[Top][All Lists]
[Date Prev][Date Next][Thread Prev][Thread Next][Date Index][Thread Index]
bug#9086: ls --color: 30% speed-up and case-insensitive suffixes [Re: bu
From: |
Jim Meyering |
Subject: |
bug#9086: ls --color: 30% speed-up and case-insensitive suffixes [Re: bug#9086 |
Date: |
Tue, 09 Oct 2012 14:32:07 +0200 |
Pádraig Brady wrote:
> On 10/09/2012 12:52 PM, Jim Meyering wrote:> Eric Blake wrote:
>>> On 07/26/2011 02:33 PM, marcel partap wrote:
>>>> Here's a patch. Adds STRCASEEQ_LEN macro for case insensitive extension
>>>> matching.
>>>> #regards/marcel.
>>>
>>> Your patch would make the new behavior unconditional. But I like case
>>> sensitivity, and think that case insensitivity should be an opt-in
>>> process that I request, with coordination between dircolors to
>>> generate a new string for LS_COLORS to be honored by ls. Furthermore,
>>> the patch is lacking in NEWS, documentation, and testsuite coverage.
>>>
>>> Additionally, you should be aware that strncasecmp() has undefined
>>> behavior in non-C multibyte locales. It would probably be better to
>>> use c_strncasecmp(), so that you are guaranteed defined behavior
>>> regardless of the current locale.
>>>
>>> Would you care to tackle those additional issues? And are you set up
>>> for copyright assignment, since the patch will probably be non-trivial
>>> by that point in time?
>>
>> I saw this while going back through old bugs, so started poking around.
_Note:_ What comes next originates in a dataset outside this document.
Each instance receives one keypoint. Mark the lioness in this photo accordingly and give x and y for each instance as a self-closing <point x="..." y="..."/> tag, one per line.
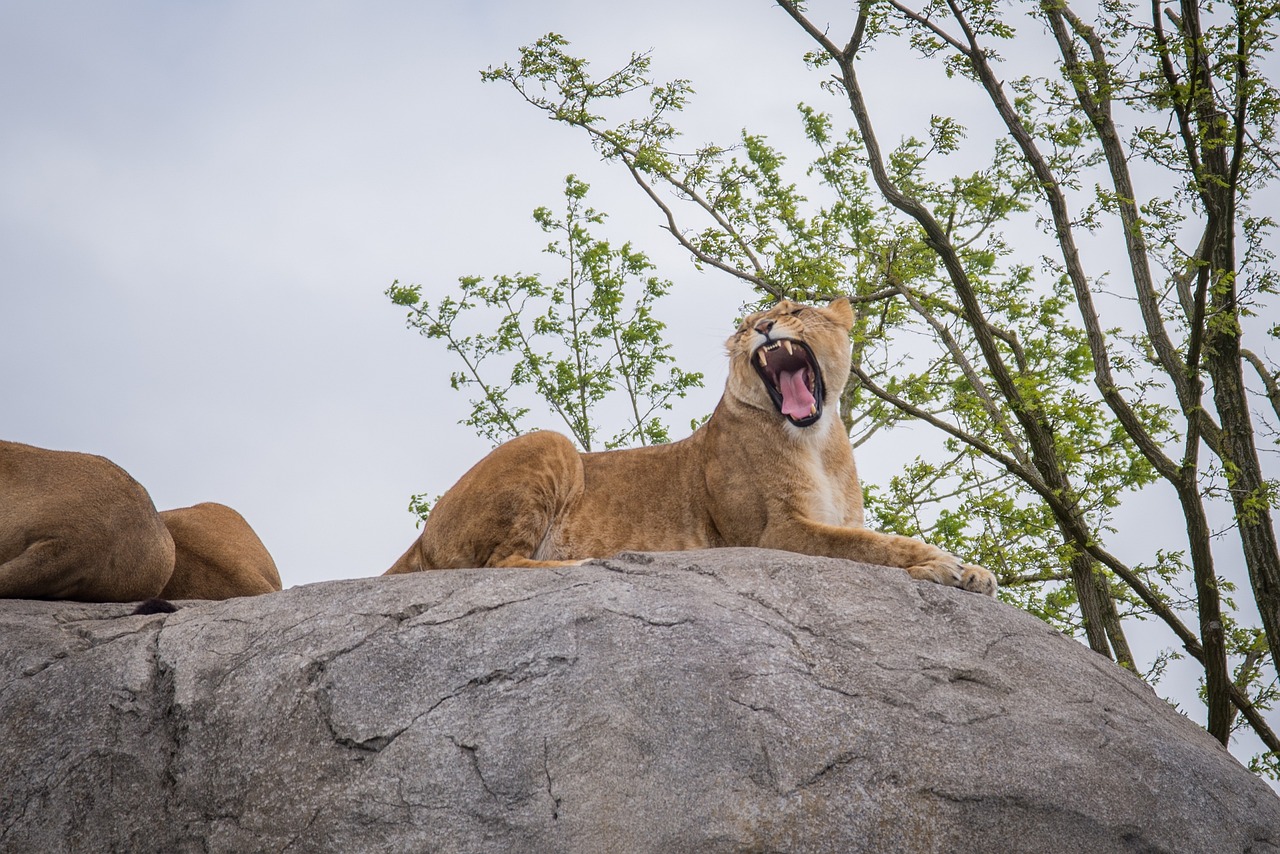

>> How about this: if a suffix is not matched, convert it to lower case
>> and check again. That way, anyone who cares to highlight .TaR or .TAR
>> differently from .tar can still easily do so, yet names ending with
>> uppercase .TAR, .JPG, .FLAC, etc. will now be highlighted by default.
>>
>> Does anyone think it's worth making this new fallback-to-case-insensitivity
>> an option?
>
> Not me anyway.
>
>> While looking at that, I realized that comparing each name in an ls'd
>> directory with each of nearly 100 suffixes should leave nontrivial room
>> for improvement. Sure enough, once I'd replaced that linear search
>> with a hash-table lookup, I see a measurable improvement.
>
>> and taking best-of-10 times, I see a 0.34 -> 0.23 (~30%) improvement.
>
> Very nice.
>
>> Of course, I have deliberately used the case that shows the most improvement:
>> - a directory with very many files
>> - no suffix match, so the old code searches all suffixes
>> - using tmpfs: minimal stat overhead
>
>> @@ -4343,21 +4412,11 @@ print_color_indicator (const struct fileinfo *f,
>> bool symlink_target)
>> }
>>
>> /* Check the file's suffix only if still classified as C_FILE. */
>> - ext = NULL;
>> - if (type == C_FILE)
>> - {
>> - /* Test if NAME has a recognized suffix. */
>> -
>> - len = strlen (name);
>> - name += len; /* Pointer to final \0. */
>> - for (ext = color_ext_list; ext != NULL; ext = ext->next)
>> - {
>> - if (ext->ext.len <= len
>> - && STREQ_LEN (name - ext->ext.len, ext->ext.string,
>> - ext->ext.len))
>> - break;
>> - }
>> - }
>> + char *suffix;
>> + struct sufco *ext; /* Color extension */
>> + ext = (type == C_FILE && (suffix = strrchr (name, '.'))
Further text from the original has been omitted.